Los golpes en la vida
preparan nuestros—
Jo stopped.
She had never seen such colors before. For no reason Jo could explain, she was reminded of the man she’d seen canoeing in Lake Atropos the previous afternoon, wearing a three-piece gray suit. He’d looked so like the fellow she’d met five years ago, the man with the bits of knotted rope poking out from under his suit jacket, that she’d flubbed her bunk assignments, grouping a hodgepodge of boys and girls of all different ages into Cabin Eight. Jo hadn’t witnessed the man leaping out of the canoe to take a dip in the lake, but perhaps he had.
“This one’s not for sale,” Jo told Caleb of the jar with the silver bracelet. She left the jar unlabeled, since she could think of no label for it.
“But I paid for all of them,” Caleb argued.
Without a word, Jo opened her top desk drawer and returned a wad of bills. Then she sealed the envelope, thick with cash, to deposit in the bank that afternoon.
She tossed young Danny the jar with the red bracelet, labeled DARK. “That’s the one you’ll want,” she told him. Then, her business resolved, Jo seated herself at her desk, and began to write a letter.

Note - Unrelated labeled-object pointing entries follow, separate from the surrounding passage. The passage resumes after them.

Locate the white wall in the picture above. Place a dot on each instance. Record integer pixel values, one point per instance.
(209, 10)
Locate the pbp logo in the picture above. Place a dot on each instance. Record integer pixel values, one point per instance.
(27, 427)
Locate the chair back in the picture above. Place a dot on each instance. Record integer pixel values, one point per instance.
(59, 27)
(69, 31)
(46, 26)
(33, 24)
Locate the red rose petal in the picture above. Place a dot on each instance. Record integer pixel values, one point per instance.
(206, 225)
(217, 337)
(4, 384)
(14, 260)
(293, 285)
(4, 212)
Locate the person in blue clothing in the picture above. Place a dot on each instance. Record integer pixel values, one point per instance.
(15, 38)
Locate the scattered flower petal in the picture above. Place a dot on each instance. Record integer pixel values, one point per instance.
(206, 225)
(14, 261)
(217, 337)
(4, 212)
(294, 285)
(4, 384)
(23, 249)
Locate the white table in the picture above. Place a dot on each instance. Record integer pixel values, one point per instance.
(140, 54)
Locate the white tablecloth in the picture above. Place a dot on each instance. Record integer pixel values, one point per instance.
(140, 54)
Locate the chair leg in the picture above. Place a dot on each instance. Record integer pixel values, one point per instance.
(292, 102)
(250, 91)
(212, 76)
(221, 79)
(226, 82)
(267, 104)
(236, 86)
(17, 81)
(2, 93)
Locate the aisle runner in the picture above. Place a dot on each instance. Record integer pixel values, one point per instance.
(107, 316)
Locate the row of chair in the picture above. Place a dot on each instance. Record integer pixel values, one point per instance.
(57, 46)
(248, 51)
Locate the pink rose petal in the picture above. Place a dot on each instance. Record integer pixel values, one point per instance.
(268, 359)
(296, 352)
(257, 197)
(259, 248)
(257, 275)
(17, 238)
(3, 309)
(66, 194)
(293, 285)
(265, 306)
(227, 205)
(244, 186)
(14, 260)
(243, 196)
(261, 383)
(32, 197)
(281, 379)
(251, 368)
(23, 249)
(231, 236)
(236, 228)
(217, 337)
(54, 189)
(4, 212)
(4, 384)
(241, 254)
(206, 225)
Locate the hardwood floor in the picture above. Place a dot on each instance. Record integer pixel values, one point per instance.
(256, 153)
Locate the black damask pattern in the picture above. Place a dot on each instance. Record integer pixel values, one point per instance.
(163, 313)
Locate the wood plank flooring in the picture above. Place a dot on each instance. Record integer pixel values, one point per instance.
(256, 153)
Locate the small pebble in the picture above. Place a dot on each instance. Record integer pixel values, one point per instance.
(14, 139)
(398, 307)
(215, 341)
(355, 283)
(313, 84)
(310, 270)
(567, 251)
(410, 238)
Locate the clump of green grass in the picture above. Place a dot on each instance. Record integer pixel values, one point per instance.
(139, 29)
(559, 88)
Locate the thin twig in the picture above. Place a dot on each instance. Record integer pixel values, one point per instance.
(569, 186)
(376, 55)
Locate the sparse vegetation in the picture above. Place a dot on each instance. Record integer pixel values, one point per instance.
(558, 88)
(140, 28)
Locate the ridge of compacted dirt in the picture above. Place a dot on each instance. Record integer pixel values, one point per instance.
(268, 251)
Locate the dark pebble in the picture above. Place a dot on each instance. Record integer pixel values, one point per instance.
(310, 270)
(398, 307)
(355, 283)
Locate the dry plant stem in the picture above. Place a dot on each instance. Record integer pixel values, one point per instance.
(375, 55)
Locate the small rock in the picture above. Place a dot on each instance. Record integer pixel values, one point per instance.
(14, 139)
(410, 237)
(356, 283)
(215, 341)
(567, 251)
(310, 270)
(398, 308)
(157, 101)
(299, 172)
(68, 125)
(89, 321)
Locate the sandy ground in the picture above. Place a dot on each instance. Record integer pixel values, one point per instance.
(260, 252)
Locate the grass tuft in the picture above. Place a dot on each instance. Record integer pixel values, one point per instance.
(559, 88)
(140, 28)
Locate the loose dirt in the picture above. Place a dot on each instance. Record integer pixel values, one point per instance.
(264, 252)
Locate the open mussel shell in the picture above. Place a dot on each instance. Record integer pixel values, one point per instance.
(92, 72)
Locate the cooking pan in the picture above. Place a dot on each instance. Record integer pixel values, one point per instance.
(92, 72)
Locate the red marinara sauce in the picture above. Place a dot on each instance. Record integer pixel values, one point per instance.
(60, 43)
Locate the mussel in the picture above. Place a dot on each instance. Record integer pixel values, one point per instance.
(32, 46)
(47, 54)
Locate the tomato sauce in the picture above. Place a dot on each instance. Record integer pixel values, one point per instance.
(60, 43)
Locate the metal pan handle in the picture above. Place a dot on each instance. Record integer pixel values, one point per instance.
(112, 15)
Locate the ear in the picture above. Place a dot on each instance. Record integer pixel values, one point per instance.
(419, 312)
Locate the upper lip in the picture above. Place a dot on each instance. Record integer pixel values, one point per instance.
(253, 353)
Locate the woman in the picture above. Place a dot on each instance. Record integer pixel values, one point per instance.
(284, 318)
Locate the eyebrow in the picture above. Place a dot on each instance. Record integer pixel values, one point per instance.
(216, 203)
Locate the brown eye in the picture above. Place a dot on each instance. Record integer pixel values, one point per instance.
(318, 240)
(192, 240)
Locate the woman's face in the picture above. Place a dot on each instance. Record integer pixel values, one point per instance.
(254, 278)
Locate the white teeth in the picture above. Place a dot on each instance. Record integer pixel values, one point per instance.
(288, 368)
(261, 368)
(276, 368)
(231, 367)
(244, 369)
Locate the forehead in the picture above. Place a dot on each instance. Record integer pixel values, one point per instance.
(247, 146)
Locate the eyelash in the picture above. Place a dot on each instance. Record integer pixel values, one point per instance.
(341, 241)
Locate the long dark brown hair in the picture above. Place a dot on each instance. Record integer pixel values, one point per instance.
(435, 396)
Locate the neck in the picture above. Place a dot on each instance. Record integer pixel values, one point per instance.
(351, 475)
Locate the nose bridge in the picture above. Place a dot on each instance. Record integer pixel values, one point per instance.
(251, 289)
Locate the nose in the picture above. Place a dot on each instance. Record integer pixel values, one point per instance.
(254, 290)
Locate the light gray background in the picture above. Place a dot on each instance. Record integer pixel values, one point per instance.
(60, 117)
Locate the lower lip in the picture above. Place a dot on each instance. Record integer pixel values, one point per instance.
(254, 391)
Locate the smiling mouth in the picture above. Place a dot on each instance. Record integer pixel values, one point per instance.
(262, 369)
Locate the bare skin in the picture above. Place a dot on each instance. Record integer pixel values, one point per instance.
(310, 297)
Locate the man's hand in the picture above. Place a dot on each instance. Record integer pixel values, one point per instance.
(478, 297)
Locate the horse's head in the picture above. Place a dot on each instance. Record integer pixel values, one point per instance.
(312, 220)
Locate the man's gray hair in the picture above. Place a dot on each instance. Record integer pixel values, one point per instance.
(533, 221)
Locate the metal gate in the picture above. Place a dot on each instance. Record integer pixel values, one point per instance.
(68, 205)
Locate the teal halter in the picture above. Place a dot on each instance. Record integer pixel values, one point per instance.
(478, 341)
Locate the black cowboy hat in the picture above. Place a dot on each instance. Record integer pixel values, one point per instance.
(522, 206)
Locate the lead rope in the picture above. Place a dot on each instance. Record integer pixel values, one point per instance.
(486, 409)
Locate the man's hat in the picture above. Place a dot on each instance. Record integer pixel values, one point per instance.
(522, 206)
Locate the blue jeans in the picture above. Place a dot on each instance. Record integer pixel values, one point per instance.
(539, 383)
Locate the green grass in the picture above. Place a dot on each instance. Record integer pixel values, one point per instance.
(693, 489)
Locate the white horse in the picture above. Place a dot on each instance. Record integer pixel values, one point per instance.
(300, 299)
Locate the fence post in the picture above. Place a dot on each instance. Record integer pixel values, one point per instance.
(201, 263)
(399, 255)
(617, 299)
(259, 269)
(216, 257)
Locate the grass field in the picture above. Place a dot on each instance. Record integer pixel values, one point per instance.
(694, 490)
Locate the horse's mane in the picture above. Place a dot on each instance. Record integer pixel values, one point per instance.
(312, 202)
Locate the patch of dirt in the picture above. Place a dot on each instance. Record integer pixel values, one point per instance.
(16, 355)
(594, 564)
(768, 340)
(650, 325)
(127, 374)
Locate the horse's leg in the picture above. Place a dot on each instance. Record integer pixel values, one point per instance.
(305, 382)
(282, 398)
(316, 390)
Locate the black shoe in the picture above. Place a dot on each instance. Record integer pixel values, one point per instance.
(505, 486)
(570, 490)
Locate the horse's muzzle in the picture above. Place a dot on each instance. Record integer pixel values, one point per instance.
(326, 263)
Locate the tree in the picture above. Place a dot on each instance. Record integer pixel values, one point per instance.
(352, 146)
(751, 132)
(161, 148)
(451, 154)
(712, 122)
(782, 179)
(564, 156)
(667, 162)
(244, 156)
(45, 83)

“How long does it take for t
he Talent to absorb into the bracelet, Uncle Caleb?” Danny asked, as Jo pulled out a sheet of stationery.
Caleb slipped the remaining labeled jars into the perfectly sized padded slots of his custom briefcase. Most of the slots remained empty, but he’d fill them easily at the next visit. “Talent bracelets aren’t Artifacts,” he replied, snapping shut the case. “They don’t absorb the Talent, just carry it for you. A sort of”—he tapped his briefcase—“suitcase, if you will. Careful with that now, Danny. That’s the real deal, not like those fake bracelets you get in gumball machines. You put that on, you’ll be the most Talented kid in your kindergarten. No one will have to know you’re also carrying around a Talent for”—Caleb lowered his voice—“asparagus.”
“The real deal,” Danny repeated.
Dear Jenny, Jo wrote. She heard Caleb take one step through the office door, then stop.
“Run off to the car,” Caleb told his nephew. “I’ll meet you there.”
Jo swiveled in her chair, leaving her thoughts—I hope, as always, that my letter finds you well—unfinished.
When he saw he had her attention, Caleb said, “Jo, you and I have been in business together, what, five years?” Jo set her pen down, already annoyed. “And I’ve always said your product is the finest in a very thin market.”
“But . . . ?” Jo let her voice rumble, the first warnings of a gale.
“There’s been talk among my buyers that your Talents have been . . . fading.”
Jo turned back to her letter. “Caleb, if you’re failing to inform your customers that those are Mimics”—she gestured to his briefcase—“then that’s your headache.” You must already know what I’m going to ask you, she wrote. “Mimics last one year. Everyone knows that.”